Kenyan Cabinet Greenlights Privatization of Seven State-Owned Enterprises

Afaf Fahchouch
Afaf Fahchouch
4 Min Read
Kenyan Cabinet Greenlights Privatization of Seven State-Owned Enterprises

In a significant move aimed at bolstering economic reforms, Kenya’s Cabinet has given the green light for the privatization of seven state-owned enterprises. The decision, reached during a meeting chaired by President William Ruto at State House, Nairobi, brings the total number of entities slated for privatization to 17.

Among the enterprises earmarked for privatization is the Development Bank of Kenya, which has transitioned into a fully-fledged deposit-taking commercial bank regulated by the Central Bank of Kenya (CBK). This decision underscores the government’s commitment to leveraging private sector investment for the growth and development of key sectors.

In addition to the Development Bank, other entities slated for privatization include Golf Hotel Limited, Sunset Hotel Limited, Mt Elgon Lodge Limited, and Kabarnet Hotel Limited. Furthermore, hotels under the Kenya Safari Lodges and Hotels Limited umbrella, namely Mombasa Beach Hotel, Ngulia Safari Lodge, and Voi Safari Lodge, are also set to be sold.

The Cabinet believes that privatization will stimulate expansion within the country’s hospitality industry, creating employment opportunities and enhancing business prospects. This strategic move aligns with the ongoing resurgence of the tourism sector, fueled by Kenya’s Visa-Free entry regime.

The decision to privatize these enterprises follows the initial proposal by the Kenya Kwanza administration to privatize 11 entities, including Kenya Literature Bureau (KLB), Kenyatta International Convention Centre (KICC), Kenya Seed Company Limited, and Kenya Pipeline Company (KPC), among others.
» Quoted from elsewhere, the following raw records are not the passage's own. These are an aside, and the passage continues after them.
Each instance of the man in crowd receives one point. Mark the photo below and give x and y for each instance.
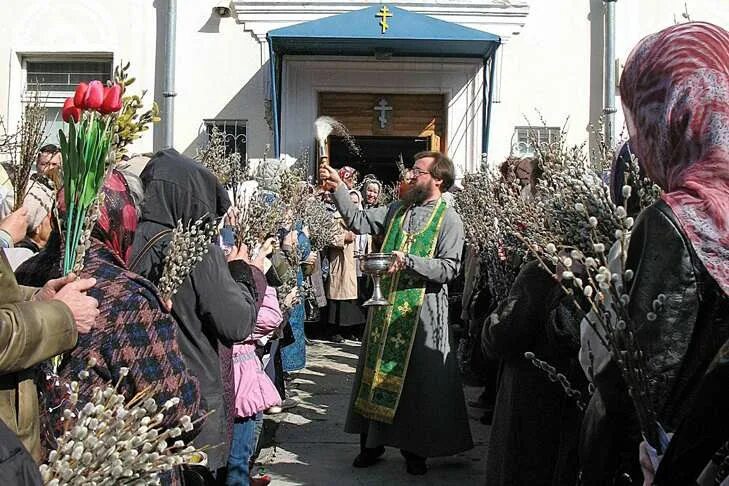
(49, 158)
(407, 391)
(35, 325)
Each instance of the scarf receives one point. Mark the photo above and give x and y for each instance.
(675, 94)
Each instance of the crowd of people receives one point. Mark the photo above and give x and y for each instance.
(223, 346)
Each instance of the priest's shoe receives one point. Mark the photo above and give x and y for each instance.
(368, 456)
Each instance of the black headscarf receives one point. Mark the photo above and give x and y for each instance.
(175, 188)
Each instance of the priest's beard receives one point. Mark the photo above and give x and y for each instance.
(415, 196)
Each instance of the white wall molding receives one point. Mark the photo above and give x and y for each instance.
(501, 17)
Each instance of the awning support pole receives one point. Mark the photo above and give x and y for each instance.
(486, 108)
(274, 100)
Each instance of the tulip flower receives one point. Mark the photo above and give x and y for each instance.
(70, 111)
(94, 95)
(112, 100)
(80, 95)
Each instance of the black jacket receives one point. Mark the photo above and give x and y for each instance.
(17, 467)
(679, 345)
(213, 308)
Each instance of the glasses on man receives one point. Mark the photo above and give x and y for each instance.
(416, 172)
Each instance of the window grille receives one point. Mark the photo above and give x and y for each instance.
(526, 136)
(56, 79)
(234, 132)
(65, 74)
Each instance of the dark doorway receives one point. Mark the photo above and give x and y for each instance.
(379, 154)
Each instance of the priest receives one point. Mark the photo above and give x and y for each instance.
(407, 391)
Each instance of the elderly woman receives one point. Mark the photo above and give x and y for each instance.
(345, 314)
(675, 94)
(371, 191)
(216, 304)
(133, 330)
(39, 203)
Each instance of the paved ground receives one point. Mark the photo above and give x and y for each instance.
(309, 447)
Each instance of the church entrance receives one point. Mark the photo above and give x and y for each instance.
(385, 126)
(379, 155)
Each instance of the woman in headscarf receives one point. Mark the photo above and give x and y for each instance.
(39, 202)
(371, 191)
(216, 304)
(293, 346)
(345, 314)
(675, 94)
(132, 331)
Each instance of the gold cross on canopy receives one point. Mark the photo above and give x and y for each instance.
(383, 14)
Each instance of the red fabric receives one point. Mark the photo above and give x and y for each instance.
(347, 173)
(118, 219)
(675, 92)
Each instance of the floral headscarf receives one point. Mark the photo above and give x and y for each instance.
(348, 174)
(675, 91)
(118, 219)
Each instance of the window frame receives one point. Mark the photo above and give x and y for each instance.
(209, 123)
(522, 145)
(55, 98)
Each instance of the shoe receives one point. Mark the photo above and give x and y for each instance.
(414, 464)
(368, 456)
(416, 467)
(260, 481)
(289, 403)
(487, 417)
(336, 338)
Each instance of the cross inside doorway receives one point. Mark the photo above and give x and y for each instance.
(384, 13)
(383, 107)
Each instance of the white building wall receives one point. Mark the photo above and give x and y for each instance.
(551, 62)
(555, 65)
(126, 30)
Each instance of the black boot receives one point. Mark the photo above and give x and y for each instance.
(414, 464)
(367, 455)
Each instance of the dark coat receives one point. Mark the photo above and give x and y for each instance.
(679, 345)
(16, 465)
(535, 427)
(212, 308)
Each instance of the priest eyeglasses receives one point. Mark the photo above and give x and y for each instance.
(416, 172)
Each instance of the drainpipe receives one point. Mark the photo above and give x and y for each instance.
(609, 110)
(168, 91)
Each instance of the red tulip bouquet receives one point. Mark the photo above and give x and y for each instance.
(91, 116)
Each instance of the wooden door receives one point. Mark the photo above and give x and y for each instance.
(420, 115)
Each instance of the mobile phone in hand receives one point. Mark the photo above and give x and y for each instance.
(227, 239)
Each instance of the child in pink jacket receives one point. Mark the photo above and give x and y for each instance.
(254, 391)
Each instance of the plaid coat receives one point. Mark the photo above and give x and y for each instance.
(133, 331)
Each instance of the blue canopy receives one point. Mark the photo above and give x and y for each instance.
(359, 33)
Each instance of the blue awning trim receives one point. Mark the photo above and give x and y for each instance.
(359, 33)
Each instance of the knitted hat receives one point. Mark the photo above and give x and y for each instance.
(38, 202)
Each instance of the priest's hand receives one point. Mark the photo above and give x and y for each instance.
(329, 177)
(398, 262)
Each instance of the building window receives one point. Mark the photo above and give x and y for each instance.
(64, 75)
(55, 79)
(234, 132)
(525, 138)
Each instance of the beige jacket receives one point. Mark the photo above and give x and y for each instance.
(342, 282)
(30, 332)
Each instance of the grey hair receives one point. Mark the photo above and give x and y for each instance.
(136, 189)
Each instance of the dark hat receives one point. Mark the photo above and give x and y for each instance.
(279, 268)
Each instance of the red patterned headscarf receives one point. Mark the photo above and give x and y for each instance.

However, the privatization of the initial 11 parastatals has been temporarily halted by the High Court pending further deliberation. This decision follows a case filed by Mr. Raila Odinga’s Orange Democratic Movement (ODM), asserting that these entities are of strategic national interest and necessitate a referendum for public approval.

Amidst these developments, the Cabinet has also approved initiatives aimed at modernizing the education system through digitization. This intervention seeks to address governance challenges within the education sector, ensuring transparency and efficiency in resource allocation.

Furthermore, in line with efforts to combat climate change, the Cabinet has ratified the implementation of the Financing Locally Led Climate Action Programme (FLLoCA), signaling Kenya’s commitment to transitioning to a low-carbon and climate-resilient development pathway.

Addressing urban congestion, the Cabinet has sanctioned the implementation of the Nairobi Intelligent Transport System (ITS), aiming to revolutionize traffic management in the capital city. This technology-driven approach seeks to streamline traffic control processes and reduce human interfaces, ultimately improving efficiency and reducing congestion.

Moreover, recognizing Nairobi’s role as a global hub, the Cabinet has endorsed the hosting of various regional, continental, and global conventions and meetings. These events, including the Sixth Session of the United Nations Environment Assembly (UNEA-6) and the Global Innovation and Entrepreneurship Centre (GIEC) events, are expected to bolster Kenya’s position on the international stage.

In a solemn moment, the Cabinet also paid tribute to Kelvin Kiptum, the world marathon record holder, and his coach Garvais Hakizimana, who tragically lost their lives in a road accident. Kiptum’s remarkable achievements continue to inspire millions worldwide, and the government has pledged support for his family to ensure a fitting farewell for the sporting icon.

As Kenya continues to forge ahead with its economic and developmental agenda, these decisions underscore the government’s commitment to fostering growth, innovation, and progress across various sectors of the economy.